According to a variant, the germicidal beam can be emitted from top to bottom and the latter can be returned at an angle. In other words, the device of the invention can be configured and/or positioned so that the UV-C emission takes place perpendicularly (from the top to the bottom of the room) to the ceiling and is reflected by an optical system of angle returns configured to return the germicidal beam at an angle, for example such that the beam is substantially parallel to the ceiling. This optical system can however be adjustable which makes it possible, if necessary, to direct the germicidal beam according to the geometry of the zone to be treated, such as for example the inclination of the ceiling. In addition to this angle adjustment in relation to the ceiling, the system can also be configured to also allow adjustment of the action zone of the germicidal beam as close as possible to needs in order to direct the germicidal intensity according to possible obstacles or needs. By default, the device can be set to a 360° germicidal beam emission and can be adjustable to treat up to 4 separate 90° zones. An accessory system can be added to meet higher needs in terms of numbers of different areas to be treated. By way of example, an accessory makes it possible to treat a part in 8 different zones, each of the zones covering 45° of the part.

According to one embodiment, the device may comprise:

• A light source emitting at least part of its light power in the 200nm to 300nm frequency band

• Source control electronics if necessary, this source being able to be controlled so as to vary the optical power of the device in the 200nm to 300nm frequency band, in the other optical bands or in a combination of the bands.

• A reflector to limit the angle of emission and to fold the light beams largely in a preferential direction. This reflector can be either of the metallic type or of the dichroic type with a reflection in the 200nm to 300nm band, and allowing unwanted wavelengths to pass. The dichroic type reflector has the advantage of concentrating the UV-C beam without increasing the intensity of unwanted wavelengths in the preferred direction.

• A mobile blade allowing to intercept a variable part of the radiation leaving the reflector. Ideally the blade has a minimum intercept position and several indexed intercept positions. The moving blade is able to absorb at least 95% of the optical radiation in the 200nm to 300nm band or to transmit only 5% or less. Ideally, the position of this flap is adjustable from outside the device.

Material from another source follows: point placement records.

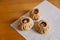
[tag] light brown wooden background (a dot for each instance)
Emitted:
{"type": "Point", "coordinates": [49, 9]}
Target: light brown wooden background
{"type": "Point", "coordinates": [10, 10]}
{"type": "Point", "coordinates": [55, 3]}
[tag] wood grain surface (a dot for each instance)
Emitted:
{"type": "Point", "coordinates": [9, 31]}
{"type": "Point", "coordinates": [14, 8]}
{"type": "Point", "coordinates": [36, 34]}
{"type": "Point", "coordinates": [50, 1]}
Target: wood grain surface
{"type": "Point", "coordinates": [11, 10]}
{"type": "Point", "coordinates": [55, 2]}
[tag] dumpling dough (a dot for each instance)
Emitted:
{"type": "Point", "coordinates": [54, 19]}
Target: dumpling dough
{"type": "Point", "coordinates": [25, 23]}
{"type": "Point", "coordinates": [35, 14]}
{"type": "Point", "coordinates": [41, 26]}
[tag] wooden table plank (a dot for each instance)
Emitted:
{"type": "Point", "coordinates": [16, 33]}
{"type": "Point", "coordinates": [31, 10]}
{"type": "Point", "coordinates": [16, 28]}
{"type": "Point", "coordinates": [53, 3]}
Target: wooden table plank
{"type": "Point", "coordinates": [55, 2]}
{"type": "Point", "coordinates": [10, 10]}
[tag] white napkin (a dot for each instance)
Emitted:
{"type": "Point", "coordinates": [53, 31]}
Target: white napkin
{"type": "Point", "coordinates": [49, 13]}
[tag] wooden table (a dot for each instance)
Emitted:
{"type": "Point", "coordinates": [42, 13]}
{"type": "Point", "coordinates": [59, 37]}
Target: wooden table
{"type": "Point", "coordinates": [55, 3]}
{"type": "Point", "coordinates": [10, 10]}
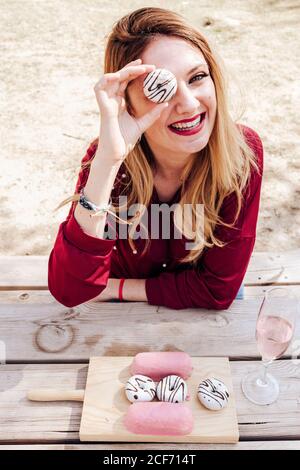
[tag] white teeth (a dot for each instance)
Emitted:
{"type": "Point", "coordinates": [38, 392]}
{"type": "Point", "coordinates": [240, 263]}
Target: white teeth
{"type": "Point", "coordinates": [190, 125]}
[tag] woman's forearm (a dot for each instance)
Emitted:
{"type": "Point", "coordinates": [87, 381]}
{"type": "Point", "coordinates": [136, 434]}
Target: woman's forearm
{"type": "Point", "coordinates": [135, 290]}
{"type": "Point", "coordinates": [98, 190]}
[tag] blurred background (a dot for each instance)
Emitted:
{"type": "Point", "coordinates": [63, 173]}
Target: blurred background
{"type": "Point", "coordinates": [51, 58]}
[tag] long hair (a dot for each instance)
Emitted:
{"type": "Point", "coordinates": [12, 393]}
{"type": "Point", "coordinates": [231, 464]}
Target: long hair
{"type": "Point", "coordinates": [226, 162]}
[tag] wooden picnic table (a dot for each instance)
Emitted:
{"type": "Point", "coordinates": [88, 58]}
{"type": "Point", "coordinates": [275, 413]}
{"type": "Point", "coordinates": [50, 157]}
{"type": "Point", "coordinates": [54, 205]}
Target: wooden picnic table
{"type": "Point", "coordinates": [123, 329]}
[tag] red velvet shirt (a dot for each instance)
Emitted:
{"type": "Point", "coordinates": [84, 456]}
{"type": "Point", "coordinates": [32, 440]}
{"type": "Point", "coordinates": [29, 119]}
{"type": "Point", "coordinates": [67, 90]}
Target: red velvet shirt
{"type": "Point", "coordinates": [80, 264]}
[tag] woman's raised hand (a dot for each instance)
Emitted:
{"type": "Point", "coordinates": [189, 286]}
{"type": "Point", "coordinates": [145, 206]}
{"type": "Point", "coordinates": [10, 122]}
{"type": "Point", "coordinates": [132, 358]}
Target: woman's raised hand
{"type": "Point", "coordinates": [119, 131]}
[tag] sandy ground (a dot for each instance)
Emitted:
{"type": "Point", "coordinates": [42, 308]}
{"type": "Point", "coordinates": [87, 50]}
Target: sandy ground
{"type": "Point", "coordinates": [51, 57]}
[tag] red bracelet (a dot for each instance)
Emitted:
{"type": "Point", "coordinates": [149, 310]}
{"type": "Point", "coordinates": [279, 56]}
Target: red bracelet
{"type": "Point", "coordinates": [121, 288]}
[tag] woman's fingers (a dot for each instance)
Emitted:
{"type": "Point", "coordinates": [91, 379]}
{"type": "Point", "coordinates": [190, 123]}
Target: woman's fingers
{"type": "Point", "coordinates": [126, 74]}
{"type": "Point", "coordinates": [149, 118]}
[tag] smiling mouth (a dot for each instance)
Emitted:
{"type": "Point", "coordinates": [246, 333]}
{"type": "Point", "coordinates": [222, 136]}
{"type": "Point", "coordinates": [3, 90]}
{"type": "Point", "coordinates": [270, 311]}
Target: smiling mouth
{"type": "Point", "coordinates": [190, 127]}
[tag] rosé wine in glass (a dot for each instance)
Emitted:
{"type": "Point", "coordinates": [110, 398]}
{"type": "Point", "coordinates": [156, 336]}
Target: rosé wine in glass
{"type": "Point", "coordinates": [273, 336]}
{"type": "Point", "coordinates": [274, 331]}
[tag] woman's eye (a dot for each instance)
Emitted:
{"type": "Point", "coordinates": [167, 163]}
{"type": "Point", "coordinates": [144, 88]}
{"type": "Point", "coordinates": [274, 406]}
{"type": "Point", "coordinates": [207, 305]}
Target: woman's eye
{"type": "Point", "coordinates": [199, 76]}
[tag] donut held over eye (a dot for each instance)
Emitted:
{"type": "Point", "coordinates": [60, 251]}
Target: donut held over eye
{"type": "Point", "coordinates": [172, 389]}
{"type": "Point", "coordinates": [213, 394]}
{"type": "Point", "coordinates": [140, 388]}
{"type": "Point", "coordinates": [160, 85]}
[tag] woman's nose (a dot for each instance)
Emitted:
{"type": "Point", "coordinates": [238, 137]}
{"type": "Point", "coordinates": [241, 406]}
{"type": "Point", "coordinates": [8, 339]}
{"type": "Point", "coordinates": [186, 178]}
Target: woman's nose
{"type": "Point", "coordinates": [185, 100]}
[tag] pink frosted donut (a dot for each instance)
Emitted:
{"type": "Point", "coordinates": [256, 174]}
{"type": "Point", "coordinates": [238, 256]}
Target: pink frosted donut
{"type": "Point", "coordinates": [159, 418]}
{"type": "Point", "coordinates": [158, 365]}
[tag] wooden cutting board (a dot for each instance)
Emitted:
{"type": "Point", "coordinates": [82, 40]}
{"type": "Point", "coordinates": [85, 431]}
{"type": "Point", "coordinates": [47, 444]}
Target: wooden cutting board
{"type": "Point", "coordinates": [105, 404]}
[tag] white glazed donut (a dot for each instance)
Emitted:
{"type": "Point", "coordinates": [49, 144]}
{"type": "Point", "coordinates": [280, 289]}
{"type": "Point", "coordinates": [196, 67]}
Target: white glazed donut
{"type": "Point", "coordinates": [160, 85]}
{"type": "Point", "coordinates": [213, 394]}
{"type": "Point", "coordinates": [172, 388]}
{"type": "Point", "coordinates": [140, 388]}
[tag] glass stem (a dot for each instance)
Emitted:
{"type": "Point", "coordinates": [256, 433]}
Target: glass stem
{"type": "Point", "coordinates": [264, 371]}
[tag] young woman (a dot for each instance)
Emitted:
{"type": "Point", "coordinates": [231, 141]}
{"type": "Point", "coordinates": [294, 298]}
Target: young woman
{"type": "Point", "coordinates": [139, 155]}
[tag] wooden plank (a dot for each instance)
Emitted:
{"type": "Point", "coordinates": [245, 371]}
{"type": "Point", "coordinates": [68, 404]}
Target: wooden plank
{"type": "Point", "coordinates": [37, 296]}
{"type": "Point", "coordinates": [23, 272]}
{"type": "Point", "coordinates": [48, 327]}
{"type": "Point", "coordinates": [23, 421]}
{"type": "Point", "coordinates": [105, 404]}
{"type": "Point", "coordinates": [244, 445]}
{"type": "Point", "coordinates": [31, 272]}
{"type": "Point", "coordinates": [281, 268]}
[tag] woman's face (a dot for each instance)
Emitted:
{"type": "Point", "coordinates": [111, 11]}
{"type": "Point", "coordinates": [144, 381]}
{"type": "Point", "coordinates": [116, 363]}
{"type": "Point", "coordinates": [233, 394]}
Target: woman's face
{"type": "Point", "coordinates": [195, 94]}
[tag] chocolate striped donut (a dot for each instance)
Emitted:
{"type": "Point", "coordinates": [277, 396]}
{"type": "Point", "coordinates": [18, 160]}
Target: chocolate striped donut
{"type": "Point", "coordinates": [140, 388]}
{"type": "Point", "coordinates": [160, 85]}
{"type": "Point", "coordinates": [213, 394]}
{"type": "Point", "coordinates": [172, 388]}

• An optical condenser, optional, such as a lens, installed at the outlet of the reflector and/or of the movable blade, configured to make it possible to concentrate the optical beam in the preferential direction, and in particular configured to reduce the divergence of the radiation light within the wavelength range of 200nm to 300nm. In practice, the optical condenser is made of a material which is transparent to the rays included in the range of wavelengths from 200 nm to 300 nm.

• An optional filter to select only germicidal wavelengths (200nm to 300nm). This filter can be absorbing in an unwanted band, or dichroic, reflecting unwanted wavelengths and transmitting wavelengths in the 200nm to 300nm band

• A grid composed of metal, plastic blades or any other rigid material, capable of receiving a surface treatment capable of absorbing at least 95% of the optical radiation in the 200nm to 300nm band under grazing incidence. This grid can be composed of horizontal and/or vertical and/or oriented slats, for example an assembly of horizontal and vertical slats, a honeycomb or any other structures making it possible to angularly limit the emission cone light.

• A blade, optional, optically transparent in the range of wavelengths from 200nm to 300nm, making it possible to create a tightness of the device while allowing the exit of germicidal rays.

• A box allowing the mechanical maintenance of all the above elements, sealing against light on all its faces except on one or more faces used for the oriented emission of optical radiation in the part or on the device of angle transmission, as well as fixing on the support, wall, ceiling. .. This box also includes more than 2 pressure screws allowing the geometric adjustment of the position of the box vis-à-vis its support, in order to be able to finely adjust the positioning of the germicidal beam in relation to the desired position vis-à-vis screw of the reference plane.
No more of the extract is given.